I did however appreciate that Utah Attorney General Assistant that issued the biased report was there so I could address him personally. I was told I would now have to go through various channels because I filed a Notice of Claim, but I at least got to say, "you assumed things about me that aren't true," ask him why he never bothered to consult with/interview me (when he said his decisions were based on what was presented to him), and I got to tell him that his report had many errors and misrepresentations. I told him to read the part of his report where he explains what the officers job was, because that was exactly my complaint: the officer did not do those things- "but then you dismissed my complaint" I reminded him. This attorney was much more professional and seemed more genuinely nice. I appreciated him for listening and explaining things politely, and even taking some time to respectfully listen. I was still mad at him for his part in all of this, but I felt some respect for him. 

Then I left and thought of all the things I wish I had said... but that's the thing about intentionally and/or negligently inflicted emotional distress; it comes out and can be hard to contain. I wish I had been on my game and been able to say in that moment to the snarky young attorney, "you see, that's one of the problems for us TBI survivors, its a lot harder to hide our emotional distress. Especially from those people and institutions who have caused it. Now how about you document your witnessing it. Thanks." 

I also wish I would have remembered to tell them that while it may be a game to them, they are messing with peoples lives and livelihoods. And USU has been screwing with mine (and my kids) in egregious ways for the past year plus. This is not a game to me. 

I maybe would have also liked to have said "Yes, I am and will be representing myself because despite so many University employees' false beliefs about me, I am competent and intelligent enough to do so." but my blood was boiling to much to reply so cleverly when the arrogant young attorney asked if I had an attorney.  

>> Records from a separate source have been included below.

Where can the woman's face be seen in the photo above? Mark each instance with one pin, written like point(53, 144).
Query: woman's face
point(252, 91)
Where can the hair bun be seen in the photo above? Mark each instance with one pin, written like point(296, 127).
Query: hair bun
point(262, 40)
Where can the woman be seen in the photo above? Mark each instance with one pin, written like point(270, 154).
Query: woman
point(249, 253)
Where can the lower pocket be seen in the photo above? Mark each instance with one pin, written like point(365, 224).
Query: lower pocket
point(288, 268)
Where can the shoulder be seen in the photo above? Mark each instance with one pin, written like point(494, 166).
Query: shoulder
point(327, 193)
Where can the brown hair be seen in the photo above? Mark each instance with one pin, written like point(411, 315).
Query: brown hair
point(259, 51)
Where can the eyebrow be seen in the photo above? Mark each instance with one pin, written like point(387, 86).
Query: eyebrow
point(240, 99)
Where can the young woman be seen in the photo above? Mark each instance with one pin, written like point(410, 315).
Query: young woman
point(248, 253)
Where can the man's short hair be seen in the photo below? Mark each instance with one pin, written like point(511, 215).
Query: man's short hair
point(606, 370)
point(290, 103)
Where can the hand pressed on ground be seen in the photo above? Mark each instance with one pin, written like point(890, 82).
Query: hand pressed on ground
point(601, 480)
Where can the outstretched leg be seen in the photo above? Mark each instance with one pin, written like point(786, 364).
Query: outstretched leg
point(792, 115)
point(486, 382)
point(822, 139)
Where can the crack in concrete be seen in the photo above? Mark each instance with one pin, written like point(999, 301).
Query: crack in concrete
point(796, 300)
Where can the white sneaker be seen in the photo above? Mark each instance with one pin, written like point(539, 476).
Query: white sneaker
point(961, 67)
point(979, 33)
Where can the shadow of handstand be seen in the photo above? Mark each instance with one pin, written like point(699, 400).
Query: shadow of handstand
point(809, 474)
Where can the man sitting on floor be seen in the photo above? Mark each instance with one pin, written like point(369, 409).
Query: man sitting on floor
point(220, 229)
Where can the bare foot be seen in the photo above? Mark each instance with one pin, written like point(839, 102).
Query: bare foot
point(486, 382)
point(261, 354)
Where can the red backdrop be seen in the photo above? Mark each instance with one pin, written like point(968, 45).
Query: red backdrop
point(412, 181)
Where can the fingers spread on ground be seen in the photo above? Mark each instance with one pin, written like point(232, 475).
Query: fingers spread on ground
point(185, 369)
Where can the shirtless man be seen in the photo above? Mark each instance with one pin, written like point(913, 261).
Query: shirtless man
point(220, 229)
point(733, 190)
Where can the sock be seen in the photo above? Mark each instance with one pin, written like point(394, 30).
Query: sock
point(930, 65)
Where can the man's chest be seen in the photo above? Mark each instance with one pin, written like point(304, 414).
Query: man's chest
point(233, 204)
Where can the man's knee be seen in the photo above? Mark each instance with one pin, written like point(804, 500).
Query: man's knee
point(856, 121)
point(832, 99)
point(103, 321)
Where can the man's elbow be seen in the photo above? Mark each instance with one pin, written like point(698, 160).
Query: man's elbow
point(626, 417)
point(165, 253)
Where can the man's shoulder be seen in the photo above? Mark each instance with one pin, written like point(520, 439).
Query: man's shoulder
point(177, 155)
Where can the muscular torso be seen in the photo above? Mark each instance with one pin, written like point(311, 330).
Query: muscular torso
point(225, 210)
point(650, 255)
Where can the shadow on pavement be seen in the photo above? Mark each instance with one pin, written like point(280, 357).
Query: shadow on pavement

I hope they read this so they can hear those things that needed to be said.  But I did not beat myself up for not saying them. I won't let them have that power over me and when I left I was actually quite relieved and it felt good. A weight had lifted and I felt a soft tingling wave of pride, peace, and hope wash over me as I drove away and allowed myself to feel whatever it was that I needed to feel in that moment.  It was nice.

A confirmation that I am doing the right thing. 

So I fight because Goliath does not scare me and I am fighting for so much more than just me and for financial reparation.